13th Conference on Applied Climatology and the 10th Conference on Aviation, Range, and Aerospace Meteorology

Tuesday, 14 May 2002: 4:30 PM
Mapping Erosive Potential Across the United States
Greg Johnson, USDA/NRCS, National Water and Climate Center, Portland, OR; and J. Marron, C. Daly, G. Taylor, S. Hollinger, and J. Angel
Poster PDF (597.6 kB)
The Revised Universal Soil Loss Equation (RUSLE) is the primary tool used by the USDA-Natural Resources Conservation Service and other agencies and businesses to estimate water erosion at the field scale.
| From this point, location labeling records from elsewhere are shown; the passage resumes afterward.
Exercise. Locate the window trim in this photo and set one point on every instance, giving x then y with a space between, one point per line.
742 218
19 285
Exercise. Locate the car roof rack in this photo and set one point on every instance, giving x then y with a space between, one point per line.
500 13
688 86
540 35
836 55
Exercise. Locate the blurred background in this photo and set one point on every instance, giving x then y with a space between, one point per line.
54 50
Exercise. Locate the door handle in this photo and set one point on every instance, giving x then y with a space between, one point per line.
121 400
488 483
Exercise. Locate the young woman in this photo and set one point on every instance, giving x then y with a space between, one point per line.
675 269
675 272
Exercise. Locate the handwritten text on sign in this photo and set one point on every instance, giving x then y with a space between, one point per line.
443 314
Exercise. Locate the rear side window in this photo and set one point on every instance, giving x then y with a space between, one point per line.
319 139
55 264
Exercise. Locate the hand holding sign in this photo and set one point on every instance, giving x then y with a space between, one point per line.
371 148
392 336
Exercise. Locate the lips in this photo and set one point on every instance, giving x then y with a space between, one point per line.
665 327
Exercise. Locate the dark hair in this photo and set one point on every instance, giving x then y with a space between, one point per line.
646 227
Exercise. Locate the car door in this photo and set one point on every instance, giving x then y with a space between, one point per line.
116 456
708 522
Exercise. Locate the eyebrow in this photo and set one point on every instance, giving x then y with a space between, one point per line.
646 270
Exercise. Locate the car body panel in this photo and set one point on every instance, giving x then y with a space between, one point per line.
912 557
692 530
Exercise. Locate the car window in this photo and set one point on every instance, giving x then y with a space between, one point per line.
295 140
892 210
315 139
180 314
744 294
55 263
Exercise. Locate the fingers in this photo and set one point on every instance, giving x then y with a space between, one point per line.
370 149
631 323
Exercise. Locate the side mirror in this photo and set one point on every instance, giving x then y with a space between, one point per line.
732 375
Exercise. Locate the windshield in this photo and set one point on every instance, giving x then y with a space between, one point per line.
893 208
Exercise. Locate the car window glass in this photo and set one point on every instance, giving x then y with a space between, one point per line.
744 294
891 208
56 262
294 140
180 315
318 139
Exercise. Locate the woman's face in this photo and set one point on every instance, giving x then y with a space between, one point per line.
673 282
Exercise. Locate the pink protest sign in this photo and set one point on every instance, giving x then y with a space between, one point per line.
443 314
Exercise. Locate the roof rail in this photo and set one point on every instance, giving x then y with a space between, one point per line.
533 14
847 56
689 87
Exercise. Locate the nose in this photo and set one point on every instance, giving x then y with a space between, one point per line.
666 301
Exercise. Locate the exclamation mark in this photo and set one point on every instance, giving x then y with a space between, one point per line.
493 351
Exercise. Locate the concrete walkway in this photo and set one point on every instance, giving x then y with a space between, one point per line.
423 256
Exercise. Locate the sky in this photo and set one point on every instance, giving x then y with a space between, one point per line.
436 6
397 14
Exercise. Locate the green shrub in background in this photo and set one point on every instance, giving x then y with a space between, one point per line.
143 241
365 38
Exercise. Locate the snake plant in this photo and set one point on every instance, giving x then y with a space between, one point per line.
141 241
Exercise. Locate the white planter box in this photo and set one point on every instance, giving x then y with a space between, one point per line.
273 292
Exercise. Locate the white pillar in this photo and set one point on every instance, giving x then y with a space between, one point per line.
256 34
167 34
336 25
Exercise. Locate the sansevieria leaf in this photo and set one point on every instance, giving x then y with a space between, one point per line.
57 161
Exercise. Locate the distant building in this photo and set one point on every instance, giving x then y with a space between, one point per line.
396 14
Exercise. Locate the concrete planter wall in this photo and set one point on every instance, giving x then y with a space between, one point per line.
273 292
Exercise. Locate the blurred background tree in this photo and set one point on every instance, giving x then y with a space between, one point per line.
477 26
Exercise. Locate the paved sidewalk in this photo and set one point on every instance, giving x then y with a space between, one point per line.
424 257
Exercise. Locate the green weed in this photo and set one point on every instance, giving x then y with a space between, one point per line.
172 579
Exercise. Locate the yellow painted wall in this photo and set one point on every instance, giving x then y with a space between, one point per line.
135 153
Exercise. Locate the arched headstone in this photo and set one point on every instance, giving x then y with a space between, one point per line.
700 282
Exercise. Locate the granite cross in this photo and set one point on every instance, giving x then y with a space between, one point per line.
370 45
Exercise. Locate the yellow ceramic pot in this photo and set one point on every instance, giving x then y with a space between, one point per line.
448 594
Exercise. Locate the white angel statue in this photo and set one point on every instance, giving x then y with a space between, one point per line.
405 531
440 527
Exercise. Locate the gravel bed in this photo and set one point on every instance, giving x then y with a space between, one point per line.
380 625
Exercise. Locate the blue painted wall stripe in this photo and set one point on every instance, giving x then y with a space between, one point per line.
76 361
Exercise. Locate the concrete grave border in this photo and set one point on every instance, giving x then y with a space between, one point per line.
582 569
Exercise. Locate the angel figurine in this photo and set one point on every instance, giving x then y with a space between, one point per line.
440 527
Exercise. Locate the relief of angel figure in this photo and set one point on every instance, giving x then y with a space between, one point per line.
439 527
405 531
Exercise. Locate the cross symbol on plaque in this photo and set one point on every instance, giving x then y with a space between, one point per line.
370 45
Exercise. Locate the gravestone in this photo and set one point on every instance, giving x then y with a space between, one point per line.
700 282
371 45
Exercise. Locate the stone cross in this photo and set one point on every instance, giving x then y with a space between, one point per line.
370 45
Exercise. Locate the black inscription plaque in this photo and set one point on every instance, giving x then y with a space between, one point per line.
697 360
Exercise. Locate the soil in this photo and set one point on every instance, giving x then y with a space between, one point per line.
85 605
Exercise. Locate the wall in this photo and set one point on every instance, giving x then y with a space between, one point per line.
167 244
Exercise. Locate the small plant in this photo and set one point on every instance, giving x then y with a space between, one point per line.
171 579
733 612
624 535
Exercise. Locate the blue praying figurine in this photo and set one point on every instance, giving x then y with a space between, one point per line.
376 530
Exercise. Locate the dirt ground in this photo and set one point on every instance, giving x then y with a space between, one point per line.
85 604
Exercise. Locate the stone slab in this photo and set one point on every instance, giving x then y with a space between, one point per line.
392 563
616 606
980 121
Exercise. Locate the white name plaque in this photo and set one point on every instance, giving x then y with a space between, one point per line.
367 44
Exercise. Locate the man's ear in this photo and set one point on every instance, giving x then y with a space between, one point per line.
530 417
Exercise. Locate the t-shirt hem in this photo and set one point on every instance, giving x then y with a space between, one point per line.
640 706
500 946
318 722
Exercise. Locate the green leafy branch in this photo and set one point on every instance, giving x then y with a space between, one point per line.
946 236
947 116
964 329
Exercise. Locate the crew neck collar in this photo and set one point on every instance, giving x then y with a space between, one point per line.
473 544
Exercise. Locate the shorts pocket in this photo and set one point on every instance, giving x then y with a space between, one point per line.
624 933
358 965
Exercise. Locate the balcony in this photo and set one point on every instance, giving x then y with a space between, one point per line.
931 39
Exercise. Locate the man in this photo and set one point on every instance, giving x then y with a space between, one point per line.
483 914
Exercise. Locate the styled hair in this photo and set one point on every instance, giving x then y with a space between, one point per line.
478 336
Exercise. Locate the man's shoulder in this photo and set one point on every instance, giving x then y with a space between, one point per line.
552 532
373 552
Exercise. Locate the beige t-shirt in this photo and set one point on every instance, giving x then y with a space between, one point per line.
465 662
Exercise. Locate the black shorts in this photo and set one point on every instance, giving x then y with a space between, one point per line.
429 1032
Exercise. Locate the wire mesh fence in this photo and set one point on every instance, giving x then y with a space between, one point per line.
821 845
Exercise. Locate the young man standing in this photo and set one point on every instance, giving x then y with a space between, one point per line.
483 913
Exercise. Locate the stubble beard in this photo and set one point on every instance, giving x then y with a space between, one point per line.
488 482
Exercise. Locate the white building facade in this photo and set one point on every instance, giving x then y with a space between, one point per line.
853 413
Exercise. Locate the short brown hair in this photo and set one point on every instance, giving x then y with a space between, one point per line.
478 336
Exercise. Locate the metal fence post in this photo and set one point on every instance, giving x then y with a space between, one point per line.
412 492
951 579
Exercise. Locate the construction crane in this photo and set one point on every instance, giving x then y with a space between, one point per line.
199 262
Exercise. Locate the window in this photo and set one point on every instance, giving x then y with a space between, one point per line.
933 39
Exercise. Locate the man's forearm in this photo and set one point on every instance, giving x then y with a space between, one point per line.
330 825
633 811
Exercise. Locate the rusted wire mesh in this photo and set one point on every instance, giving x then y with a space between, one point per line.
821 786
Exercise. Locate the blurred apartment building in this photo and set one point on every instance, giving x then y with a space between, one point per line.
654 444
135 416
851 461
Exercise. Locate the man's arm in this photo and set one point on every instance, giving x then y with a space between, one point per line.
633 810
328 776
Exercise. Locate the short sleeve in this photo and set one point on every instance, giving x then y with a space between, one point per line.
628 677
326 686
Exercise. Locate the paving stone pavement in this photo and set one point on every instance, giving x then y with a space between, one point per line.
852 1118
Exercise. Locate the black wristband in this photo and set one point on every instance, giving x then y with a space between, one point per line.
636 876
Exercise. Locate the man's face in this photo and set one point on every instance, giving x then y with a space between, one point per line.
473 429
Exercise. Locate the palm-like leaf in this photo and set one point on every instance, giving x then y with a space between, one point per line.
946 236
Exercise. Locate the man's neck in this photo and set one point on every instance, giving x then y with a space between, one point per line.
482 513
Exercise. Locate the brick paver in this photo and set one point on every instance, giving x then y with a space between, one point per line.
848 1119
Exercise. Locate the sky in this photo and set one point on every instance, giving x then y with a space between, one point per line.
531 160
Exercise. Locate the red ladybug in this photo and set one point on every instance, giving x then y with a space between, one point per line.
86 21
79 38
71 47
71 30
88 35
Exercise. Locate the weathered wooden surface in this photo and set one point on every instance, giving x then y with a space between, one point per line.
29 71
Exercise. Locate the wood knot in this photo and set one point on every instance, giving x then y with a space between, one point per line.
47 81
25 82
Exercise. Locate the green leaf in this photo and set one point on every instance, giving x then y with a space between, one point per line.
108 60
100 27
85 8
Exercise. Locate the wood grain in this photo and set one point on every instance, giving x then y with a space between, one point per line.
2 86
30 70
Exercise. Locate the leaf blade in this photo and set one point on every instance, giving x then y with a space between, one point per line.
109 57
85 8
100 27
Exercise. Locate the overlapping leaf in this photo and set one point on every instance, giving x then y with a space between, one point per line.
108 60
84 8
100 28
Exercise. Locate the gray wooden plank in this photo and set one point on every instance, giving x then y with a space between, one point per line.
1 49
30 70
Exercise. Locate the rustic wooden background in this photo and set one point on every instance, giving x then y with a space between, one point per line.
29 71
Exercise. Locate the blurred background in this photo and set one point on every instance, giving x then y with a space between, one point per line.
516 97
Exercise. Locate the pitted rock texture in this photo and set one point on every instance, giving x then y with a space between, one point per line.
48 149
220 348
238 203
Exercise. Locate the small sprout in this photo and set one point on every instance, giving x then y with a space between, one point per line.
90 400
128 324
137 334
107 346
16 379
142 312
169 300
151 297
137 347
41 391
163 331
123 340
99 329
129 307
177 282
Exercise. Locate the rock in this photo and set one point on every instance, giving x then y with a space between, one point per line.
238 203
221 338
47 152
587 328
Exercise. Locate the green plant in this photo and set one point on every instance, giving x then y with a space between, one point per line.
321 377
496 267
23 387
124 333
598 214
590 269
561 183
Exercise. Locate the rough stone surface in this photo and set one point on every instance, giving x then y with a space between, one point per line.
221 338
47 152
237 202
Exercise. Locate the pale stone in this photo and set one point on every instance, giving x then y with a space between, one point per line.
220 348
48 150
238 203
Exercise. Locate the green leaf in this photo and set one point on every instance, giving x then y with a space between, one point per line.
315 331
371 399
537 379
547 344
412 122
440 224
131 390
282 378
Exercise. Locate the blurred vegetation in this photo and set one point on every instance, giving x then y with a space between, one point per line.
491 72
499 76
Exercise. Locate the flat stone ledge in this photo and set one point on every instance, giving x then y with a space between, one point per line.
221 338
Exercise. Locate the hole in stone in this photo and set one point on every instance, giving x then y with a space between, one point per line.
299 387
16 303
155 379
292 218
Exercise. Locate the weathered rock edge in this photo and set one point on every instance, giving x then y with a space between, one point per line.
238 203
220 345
RUSLE requires climatic information, including mean monthly precipitation and temperature, and several pieces of information about the erosive potential of rainfall. Until now, handdrawn maps of a couple of key indicators or erosivity were used to make local estimates of erosion. Recently, breakpoint and 15 minute precipitation statistics for thousands of stations across the United States were analyzed and used to calculate the so-called R Factor and 10-Year return period Erosive Index (EI10) at these stations. These station values were then utilized to produce digital, high resolution gridded coverages of R Factor and EI10 using the Parameter-elevation Regressions on Independent Slopes Model (PRISM). These digital coverages and subsequent contour maps will be used by the NRCS to derive small-area (i.e. county, etc.) averages of R Factor and EI10 for estimating erosion potential using RUSLE in these areas.